Course 3 - Graduate Operating Systems

    Brief Overview

    This course focuses on understanding how operating systems are able to abstract and arbitrate the use of a computer system. In general it sits between managing user applications, hardware, and managing systems despite the complexity and diversity of hardware components.

    In addition the course dives into three major projects that teach concepts on the following ideas:

    • Develop a multi-threaded client server communication protocol from scratch using sockets, TCP protocol, and the ability to send and receive any file type.
    • Create two processes which are able to pass information across shared memory space using inter process communication
    • Using gRPC develop a multi-threaded client server able to pass files using HTTP2 and a .proto file.

    Detailed Overview

    Project Overview

    Class was broken into two parts: Lectures and Projects.

    Project 1: Multi-Threaded GETFILE Protocol

    This project involved implementing a custom file transfer protocol and building a multi-threaded client-server system in C. The main technologies used were C programming, pthreads, TCP sockets, mutex/condition variables, file I/O, protocol design.

    Part 1: Echo/Transfer Server focuses on building a client-server application using TCP sockets with the following features.

    • Echo server/client for basic request/response communication.
    • File transfer server/client with chunked data transmission.
    • Socket setup using getaddrinfo, IPv4/IPv6 support, and proper error handling.

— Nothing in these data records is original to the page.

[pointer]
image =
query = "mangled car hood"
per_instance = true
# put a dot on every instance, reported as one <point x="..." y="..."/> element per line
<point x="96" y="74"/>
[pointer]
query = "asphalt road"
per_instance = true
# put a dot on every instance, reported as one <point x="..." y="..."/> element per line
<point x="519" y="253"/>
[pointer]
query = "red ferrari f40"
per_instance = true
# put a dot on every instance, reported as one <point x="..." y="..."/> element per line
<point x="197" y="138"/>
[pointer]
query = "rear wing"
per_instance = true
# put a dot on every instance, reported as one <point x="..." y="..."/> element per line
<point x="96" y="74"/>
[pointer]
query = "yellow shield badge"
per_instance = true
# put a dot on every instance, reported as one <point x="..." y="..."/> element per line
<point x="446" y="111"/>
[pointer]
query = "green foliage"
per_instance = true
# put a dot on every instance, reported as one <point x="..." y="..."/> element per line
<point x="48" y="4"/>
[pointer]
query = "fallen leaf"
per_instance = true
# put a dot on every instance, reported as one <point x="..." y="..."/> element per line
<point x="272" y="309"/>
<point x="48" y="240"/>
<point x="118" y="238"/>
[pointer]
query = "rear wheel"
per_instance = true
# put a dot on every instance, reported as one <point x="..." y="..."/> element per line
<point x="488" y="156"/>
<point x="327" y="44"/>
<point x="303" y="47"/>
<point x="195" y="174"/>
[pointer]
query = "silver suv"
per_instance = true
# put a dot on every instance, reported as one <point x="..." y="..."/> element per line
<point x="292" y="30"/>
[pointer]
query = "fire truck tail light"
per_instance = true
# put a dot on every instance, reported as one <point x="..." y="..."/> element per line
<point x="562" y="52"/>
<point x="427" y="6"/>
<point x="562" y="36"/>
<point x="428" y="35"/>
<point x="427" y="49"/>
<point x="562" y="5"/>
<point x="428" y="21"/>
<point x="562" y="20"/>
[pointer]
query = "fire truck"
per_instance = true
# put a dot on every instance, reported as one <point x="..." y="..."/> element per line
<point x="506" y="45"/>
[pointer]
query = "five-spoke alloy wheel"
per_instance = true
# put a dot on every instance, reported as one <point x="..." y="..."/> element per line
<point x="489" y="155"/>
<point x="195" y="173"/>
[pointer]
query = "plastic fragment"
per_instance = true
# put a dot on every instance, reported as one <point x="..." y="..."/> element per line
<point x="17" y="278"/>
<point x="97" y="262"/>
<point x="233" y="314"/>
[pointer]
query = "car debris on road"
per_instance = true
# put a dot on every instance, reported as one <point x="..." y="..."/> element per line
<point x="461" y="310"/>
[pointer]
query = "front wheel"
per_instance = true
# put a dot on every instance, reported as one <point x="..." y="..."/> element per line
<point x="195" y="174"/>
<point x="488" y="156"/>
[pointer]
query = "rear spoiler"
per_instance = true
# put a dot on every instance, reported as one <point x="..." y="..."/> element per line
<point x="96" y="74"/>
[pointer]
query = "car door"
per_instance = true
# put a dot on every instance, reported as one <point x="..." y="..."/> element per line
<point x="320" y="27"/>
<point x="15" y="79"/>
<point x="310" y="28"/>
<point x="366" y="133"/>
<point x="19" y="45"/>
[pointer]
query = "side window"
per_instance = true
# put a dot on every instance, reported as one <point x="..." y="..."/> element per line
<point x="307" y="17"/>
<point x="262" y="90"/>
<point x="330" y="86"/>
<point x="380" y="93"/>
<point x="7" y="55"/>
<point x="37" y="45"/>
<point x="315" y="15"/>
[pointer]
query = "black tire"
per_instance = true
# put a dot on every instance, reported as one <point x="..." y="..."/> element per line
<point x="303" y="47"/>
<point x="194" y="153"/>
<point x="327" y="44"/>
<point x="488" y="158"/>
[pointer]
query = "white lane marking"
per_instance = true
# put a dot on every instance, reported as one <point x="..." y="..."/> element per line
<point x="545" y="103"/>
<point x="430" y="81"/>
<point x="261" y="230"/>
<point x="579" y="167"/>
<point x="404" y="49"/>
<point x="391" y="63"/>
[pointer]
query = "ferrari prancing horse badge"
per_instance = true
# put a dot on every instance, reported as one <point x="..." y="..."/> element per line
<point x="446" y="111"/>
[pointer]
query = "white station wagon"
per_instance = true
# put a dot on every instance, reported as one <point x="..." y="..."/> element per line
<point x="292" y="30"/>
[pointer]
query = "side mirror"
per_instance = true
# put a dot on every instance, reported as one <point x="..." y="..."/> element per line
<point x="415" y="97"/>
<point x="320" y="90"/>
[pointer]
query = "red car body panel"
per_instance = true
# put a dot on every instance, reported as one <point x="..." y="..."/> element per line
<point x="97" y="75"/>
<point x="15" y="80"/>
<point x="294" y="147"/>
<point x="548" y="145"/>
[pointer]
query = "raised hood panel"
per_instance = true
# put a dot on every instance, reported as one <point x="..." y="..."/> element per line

    Part 2: GETFILE protocol in which a custom multi-threaded protocol for file transfer is developed to handle multiple file transfers at once.

    Multi-threaded Server

    • Boss thread: Continues listening and accepting new clients.
    • Worker threads: Handles the actual serving operations.
    • Connections are handed off to workers for processing.

    Multi-threaded Client

    • Boss thread: Enqueues file download requests into work queue.
    • Worker threads: Process download requests concurrently.
    • Worker poool initialized at startup based on command line argument.
    • Boss waits for all requests to complete, then terminates workers.

    Key concepts in this project were developing a thread-safe work queue using mutexes. Condition variables for worker synchronization, and how to avoid race conditions on shared data while still allowing concurrent file serving and downloading.

    Difficulty: 5/5

    Summary: If you're new to C Programming this will be quite difficult. It's a great project and will teach a lot through trial and error. Probably one of the best projects I&aposve completed so far in this program.


    Project 3: Inter Process Communication (No Project 2)

    This project builds on Project 1 by converting the getfile server into a proxy server with caching capabilities using IPC mechanisms.

    Proxy Server with Sockets

    Goal of part 1 is to convert the getfile server into a proxy server that translates GETFILE requests into HTTP request for remote servers.

    • Replaces the disk retrieval with web-based retrieval using libcurl's "easy" C interface.
    • Implement handle_with_curl() callback function.
    • Server uses the boss-worker multi-threaded framework created in project 1.

    Goal of part 2 is implement a cache daemon that communicates with the proxy via shared memory IPC, avoiding network requests for cached files.

    • Cache creates and manages this channel.
    • Used for request/response coordination.
    • Communicates shared memory segment IDs

    Difficulty: 4/5

    Summary: Great project in understanding how to setup a cache server that can handle reducing large bandwidth transfers and caching files on a server. My solution didn't work for a large quantity of requests, but I believe it was related to the max a message queue requests could handle.


    Project 4: gRPC and Distributed Systems

    In part 1 of this project the goal was to implement a basic client server distirbuted file transfer system using gRPC by providing fundamental file operations (store, fetch delete, list, stat) without synchronization, locks, or mult-client coordination. Part 1 is able to handle large file transfers, manage proper error handling, and is not performing any client caching.

    • Develop the functions using a domain specific language through proto buffers.
    • Develop a client with the core methods fetch, set, delete, and status
    • Develop a server with the core methods fetch, delete, list, and status

    Part 1 was mostly a matter of following the tutorials on gRPC's web site to understand how gRPC works and then implementing the solutions with it.

    Would recommend spending time drawing out the general idea before starting.

    Difficulty: 5/5

    Summary: Took probably an hour or two to solve. The lectures help in identifying how to create a classification model.